И вот они уже в поезде, в скромном купе третьего класса. Путешествие началось. Вот они уже едут – час, другой… «Осталось еще целых четырнадцать часов, – думает Карга, донельзя возбужденная и объятая раскаянием. – И зачем это только я поехала?» И хотя поезд идет с более чем смехотворной скоростью, старухе кажется, будто он мчится с головокружительной быстротой. Карга боится, что они вот-вот налетят на деревья, на телеграфные столбы, на деревенские домики или что поезд свалится с моста в реку. Первый туннель (оглушительный лязг, кромешная тьма!) вызвал у Карги столь дикий ужас, что у нее прервалось дыхание и, пока они снова не выехали на свет, крик из ее груди так и не мог вырваться наружу. «Пречистая Дева!
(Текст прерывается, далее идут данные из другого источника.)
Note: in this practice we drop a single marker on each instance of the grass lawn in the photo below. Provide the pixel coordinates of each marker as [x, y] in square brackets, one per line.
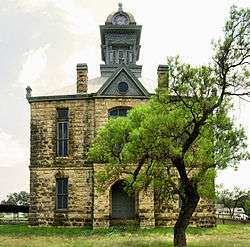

Святой Апапуций! – восклицала она, поминутно крестясь. – Я думала, что мы падаем в бездонную яму – глубокую-преглубокую…»
Хуан-Тигр, Эрминия и остальные пассажиры (а всего их было четверо) от всей души потешались над испугами и гримасами старухи, то и дело крестившейся и вздрагивавшей. Один из пассажиров – Сиприано Моготе, виноторговец: он едет покупать вино в Бембибре, в провинцию Леон. В том, как он веселится, чувствуется что-то неестественное и нарочитое: и в его показном смехе, и в его манере переводить свои прищуренные глазки то на Хуана-Тигра, то на Эрминию есть что-то злобное, оскорбительное. Из уважения к Эрминии Хуан-Тигр делает вид, будто он не обращает никакого внимания на все эти штучки Моготе, но все-таки начинает нервничать и зеленеть; у него уже подрагивают мочки ушей… Это зловещие симптомы. «Терпение, Хуан, терпение, – говорит он самому себе. – Леон уже близко. Как бы тебе ни было больно, молчи, прикуси язык, не показывай виду: только бы Эрминия (а она, бедненькая, и не подозревает!) ни о чем не догадалась».